Understanding blast-related neurotrauma requires elucidating injury mechanisms, blast intensity metrics, and threshold values. However, uncertainties surround human brain injury mechanisms in blast scenarios. Previously proposed criteria for human injury following blast exposure have relied on animal studies, yet it is challenging to directly apply these studies to humans due to incomplete scaling criteria across species⁶¹. Lung injury scaling based on animal body mass is an exception, given the presence of accepted criteria^62,63. Proposed scaling laws for brain effects, based on body^64,65 or brain mass⁶⁶, however, overlook known and unknown anatomical differences, especially concerning the protective structures inside and around the brain. Mass scaling predicts higher injury risks in smaller-bodied species, which are contradicted by studies both in birds^67,68,69 and humans⁷⁰. Developing accurate scaling laws therefore demands an empirical understanding of the relationship between external blast event intensity and internal brain effects across species. In the case of LLBs, very little is known about either single or chronic exposure in either animal models or people.
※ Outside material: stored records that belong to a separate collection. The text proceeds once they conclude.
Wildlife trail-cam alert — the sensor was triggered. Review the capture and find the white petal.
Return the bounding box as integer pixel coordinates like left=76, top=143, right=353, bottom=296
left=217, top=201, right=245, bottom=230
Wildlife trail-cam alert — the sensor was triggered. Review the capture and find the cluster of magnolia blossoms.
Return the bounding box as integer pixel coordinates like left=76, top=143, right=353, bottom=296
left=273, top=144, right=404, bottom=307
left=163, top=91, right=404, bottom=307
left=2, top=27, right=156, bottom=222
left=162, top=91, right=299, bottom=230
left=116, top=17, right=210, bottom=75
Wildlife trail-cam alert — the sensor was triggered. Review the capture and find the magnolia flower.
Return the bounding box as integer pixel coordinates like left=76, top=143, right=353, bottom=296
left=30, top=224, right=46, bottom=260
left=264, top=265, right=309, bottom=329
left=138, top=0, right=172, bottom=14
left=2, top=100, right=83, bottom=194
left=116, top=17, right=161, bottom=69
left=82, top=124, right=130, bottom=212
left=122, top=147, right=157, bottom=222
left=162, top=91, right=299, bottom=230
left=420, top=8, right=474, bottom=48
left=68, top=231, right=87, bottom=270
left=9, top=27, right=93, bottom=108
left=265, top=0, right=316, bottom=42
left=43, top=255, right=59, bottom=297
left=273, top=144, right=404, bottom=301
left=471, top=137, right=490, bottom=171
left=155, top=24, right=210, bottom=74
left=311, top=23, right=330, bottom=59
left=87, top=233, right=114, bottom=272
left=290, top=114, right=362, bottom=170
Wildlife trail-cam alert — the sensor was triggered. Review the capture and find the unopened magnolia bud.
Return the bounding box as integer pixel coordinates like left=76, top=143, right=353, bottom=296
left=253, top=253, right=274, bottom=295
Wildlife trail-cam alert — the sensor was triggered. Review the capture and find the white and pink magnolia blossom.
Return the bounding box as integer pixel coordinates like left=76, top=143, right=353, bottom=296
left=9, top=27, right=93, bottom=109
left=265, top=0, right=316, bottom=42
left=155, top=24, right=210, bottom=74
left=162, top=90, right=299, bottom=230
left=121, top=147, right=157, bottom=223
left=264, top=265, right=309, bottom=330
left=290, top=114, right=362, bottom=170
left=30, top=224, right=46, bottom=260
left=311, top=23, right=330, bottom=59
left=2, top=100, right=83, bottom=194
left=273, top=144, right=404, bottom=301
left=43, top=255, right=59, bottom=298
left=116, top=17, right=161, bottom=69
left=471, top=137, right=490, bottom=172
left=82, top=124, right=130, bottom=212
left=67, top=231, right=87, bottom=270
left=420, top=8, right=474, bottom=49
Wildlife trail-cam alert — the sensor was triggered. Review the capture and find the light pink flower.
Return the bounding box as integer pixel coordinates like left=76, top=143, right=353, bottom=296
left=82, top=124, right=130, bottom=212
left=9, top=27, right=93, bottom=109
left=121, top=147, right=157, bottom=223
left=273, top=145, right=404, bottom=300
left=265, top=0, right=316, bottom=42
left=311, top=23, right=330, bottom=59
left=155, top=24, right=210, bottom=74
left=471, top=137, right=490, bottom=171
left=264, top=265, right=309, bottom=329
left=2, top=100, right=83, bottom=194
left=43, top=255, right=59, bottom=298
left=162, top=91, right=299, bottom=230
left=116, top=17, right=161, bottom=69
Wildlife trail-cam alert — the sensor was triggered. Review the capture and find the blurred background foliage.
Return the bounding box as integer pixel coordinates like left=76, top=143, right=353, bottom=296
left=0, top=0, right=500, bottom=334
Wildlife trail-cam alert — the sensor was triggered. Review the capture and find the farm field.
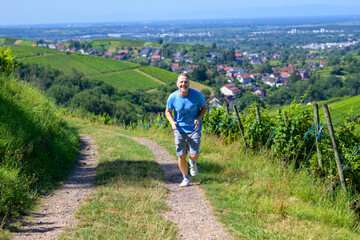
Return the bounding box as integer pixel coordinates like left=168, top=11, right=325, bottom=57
left=10, top=46, right=59, bottom=60
left=92, top=39, right=159, bottom=51
left=89, top=69, right=161, bottom=91
left=19, top=53, right=139, bottom=76
left=139, top=66, right=214, bottom=95
left=5, top=38, right=214, bottom=94
left=319, top=96, right=360, bottom=129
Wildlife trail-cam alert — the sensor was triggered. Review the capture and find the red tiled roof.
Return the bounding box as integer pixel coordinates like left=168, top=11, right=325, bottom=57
left=240, top=73, right=251, bottom=78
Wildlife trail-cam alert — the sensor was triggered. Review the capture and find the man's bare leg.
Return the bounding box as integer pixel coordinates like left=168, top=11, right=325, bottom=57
left=178, top=155, right=188, bottom=176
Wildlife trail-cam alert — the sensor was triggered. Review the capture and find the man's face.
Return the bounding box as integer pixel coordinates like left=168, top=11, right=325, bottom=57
left=176, top=76, right=189, bottom=93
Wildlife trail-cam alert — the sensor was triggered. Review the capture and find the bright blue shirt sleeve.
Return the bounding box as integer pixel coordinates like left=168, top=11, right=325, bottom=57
left=166, top=89, right=205, bottom=133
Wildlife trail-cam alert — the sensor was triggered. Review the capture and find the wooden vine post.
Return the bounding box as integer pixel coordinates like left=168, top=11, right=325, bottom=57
left=313, top=103, right=322, bottom=168
left=323, top=103, right=346, bottom=193
left=234, top=105, right=247, bottom=148
left=255, top=105, right=264, bottom=146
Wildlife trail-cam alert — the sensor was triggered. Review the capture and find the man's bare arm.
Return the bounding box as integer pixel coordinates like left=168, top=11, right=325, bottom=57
left=165, top=109, right=177, bottom=130
left=194, top=104, right=206, bottom=131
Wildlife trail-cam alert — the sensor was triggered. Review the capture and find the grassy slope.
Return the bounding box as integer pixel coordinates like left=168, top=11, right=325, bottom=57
left=139, top=66, right=214, bottom=95
left=0, top=75, right=79, bottom=239
left=60, top=123, right=176, bottom=239
left=89, top=70, right=161, bottom=91
left=11, top=44, right=213, bottom=93
left=92, top=38, right=159, bottom=52
left=59, top=121, right=360, bottom=239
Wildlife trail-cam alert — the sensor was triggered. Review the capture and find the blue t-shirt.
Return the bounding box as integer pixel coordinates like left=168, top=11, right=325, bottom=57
left=166, top=88, right=205, bottom=133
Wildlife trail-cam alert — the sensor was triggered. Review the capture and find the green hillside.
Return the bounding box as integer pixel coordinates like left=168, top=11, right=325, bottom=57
left=0, top=37, right=36, bottom=46
left=4, top=38, right=214, bottom=94
left=319, top=96, right=360, bottom=129
left=89, top=69, right=161, bottom=91
left=0, top=73, right=79, bottom=225
left=139, top=66, right=214, bottom=95
left=91, top=38, right=160, bottom=52
left=11, top=46, right=140, bottom=76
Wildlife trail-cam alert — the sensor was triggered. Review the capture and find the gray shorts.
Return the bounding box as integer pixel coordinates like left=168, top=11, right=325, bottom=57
left=174, top=132, right=201, bottom=156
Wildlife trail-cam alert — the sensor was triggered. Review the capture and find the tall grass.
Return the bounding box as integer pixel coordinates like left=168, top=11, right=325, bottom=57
left=0, top=75, right=79, bottom=227
left=60, top=126, right=176, bottom=239
left=121, top=129, right=360, bottom=239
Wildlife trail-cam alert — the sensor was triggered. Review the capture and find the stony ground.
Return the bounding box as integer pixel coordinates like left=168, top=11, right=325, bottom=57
left=13, top=132, right=231, bottom=240
left=109, top=133, right=231, bottom=240
left=13, top=135, right=97, bottom=240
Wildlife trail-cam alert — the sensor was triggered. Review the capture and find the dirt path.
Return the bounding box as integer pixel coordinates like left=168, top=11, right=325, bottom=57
left=13, top=135, right=97, bottom=240
left=109, top=131, right=231, bottom=240
left=13, top=131, right=231, bottom=240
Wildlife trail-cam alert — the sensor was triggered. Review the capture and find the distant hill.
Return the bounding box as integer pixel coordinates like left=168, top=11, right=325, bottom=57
left=91, top=38, right=160, bottom=52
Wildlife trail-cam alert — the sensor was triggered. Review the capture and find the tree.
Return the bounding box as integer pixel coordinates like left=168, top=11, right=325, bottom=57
left=0, top=47, right=17, bottom=76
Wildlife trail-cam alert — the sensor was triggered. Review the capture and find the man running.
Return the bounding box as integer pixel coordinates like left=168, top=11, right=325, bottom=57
left=165, top=73, right=206, bottom=187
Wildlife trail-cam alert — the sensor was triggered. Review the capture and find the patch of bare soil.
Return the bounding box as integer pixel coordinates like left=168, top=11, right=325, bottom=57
left=13, top=135, right=98, bottom=240
left=108, top=132, right=232, bottom=240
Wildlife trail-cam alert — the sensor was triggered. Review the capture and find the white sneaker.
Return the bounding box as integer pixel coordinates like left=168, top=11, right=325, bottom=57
left=190, top=162, right=198, bottom=176
left=180, top=178, right=190, bottom=187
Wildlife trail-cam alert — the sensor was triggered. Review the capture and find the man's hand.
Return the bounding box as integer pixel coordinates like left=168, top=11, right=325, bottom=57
left=194, top=119, right=200, bottom=132
left=171, top=122, right=177, bottom=130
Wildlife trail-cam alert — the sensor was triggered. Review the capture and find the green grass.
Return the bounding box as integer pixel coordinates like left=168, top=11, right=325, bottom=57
left=10, top=46, right=62, bottom=58
left=3, top=38, right=17, bottom=45
left=92, top=38, right=159, bottom=50
left=139, top=66, right=214, bottom=95
left=0, top=75, right=79, bottom=238
left=113, top=126, right=360, bottom=239
left=19, top=39, right=36, bottom=47
left=59, top=126, right=177, bottom=239
left=14, top=51, right=139, bottom=76
left=89, top=70, right=161, bottom=91
left=139, top=66, right=178, bottom=83
left=319, top=96, right=360, bottom=133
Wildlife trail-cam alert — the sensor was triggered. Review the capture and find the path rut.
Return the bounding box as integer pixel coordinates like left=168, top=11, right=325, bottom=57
left=12, top=135, right=98, bottom=240
left=110, top=131, right=232, bottom=240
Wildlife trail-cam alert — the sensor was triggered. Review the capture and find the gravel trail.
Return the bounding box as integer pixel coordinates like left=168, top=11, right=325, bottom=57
left=13, top=135, right=98, bottom=240
left=109, top=131, right=232, bottom=240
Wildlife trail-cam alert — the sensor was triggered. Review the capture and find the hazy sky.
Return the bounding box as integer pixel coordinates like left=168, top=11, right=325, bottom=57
left=0, top=0, right=360, bottom=25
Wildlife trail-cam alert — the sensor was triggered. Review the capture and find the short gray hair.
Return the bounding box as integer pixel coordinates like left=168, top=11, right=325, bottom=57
left=178, top=73, right=189, bottom=81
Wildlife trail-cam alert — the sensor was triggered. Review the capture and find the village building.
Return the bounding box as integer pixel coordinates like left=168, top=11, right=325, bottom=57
left=220, top=83, right=241, bottom=98
left=237, top=73, right=252, bottom=84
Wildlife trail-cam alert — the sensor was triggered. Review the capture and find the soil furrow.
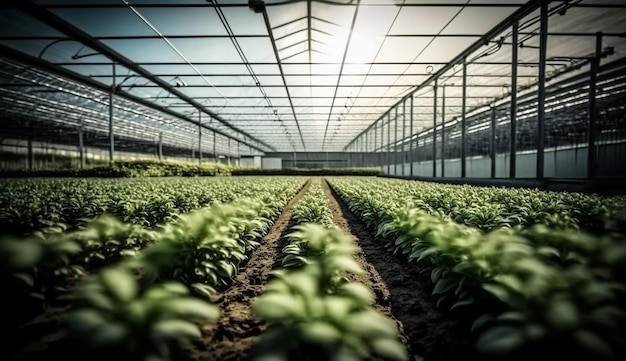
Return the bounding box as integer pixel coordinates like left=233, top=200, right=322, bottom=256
left=190, top=180, right=310, bottom=361
left=323, top=181, right=474, bottom=361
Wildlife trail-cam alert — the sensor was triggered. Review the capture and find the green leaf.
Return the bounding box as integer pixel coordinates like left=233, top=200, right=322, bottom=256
left=100, top=267, right=139, bottom=303
left=300, top=321, right=342, bottom=346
As a result, the empirical studies needed to inform the development of future scaling laws at the LLB intensity range may be catalyzed by our method.

In summary, this laboratory-based shocktube model represents a significant advancement in the study of the chronic effects of LLB exposure in mice. By incorporating procedures for modeling consistent overpressures, prioritizing post-blast recovery and monitoring, and highlighting distinct advantages over alternative models, this lab-based LLB model may provide a reliable and ethical choice for advancing our understanding of injuries related to chronic LLB exposure.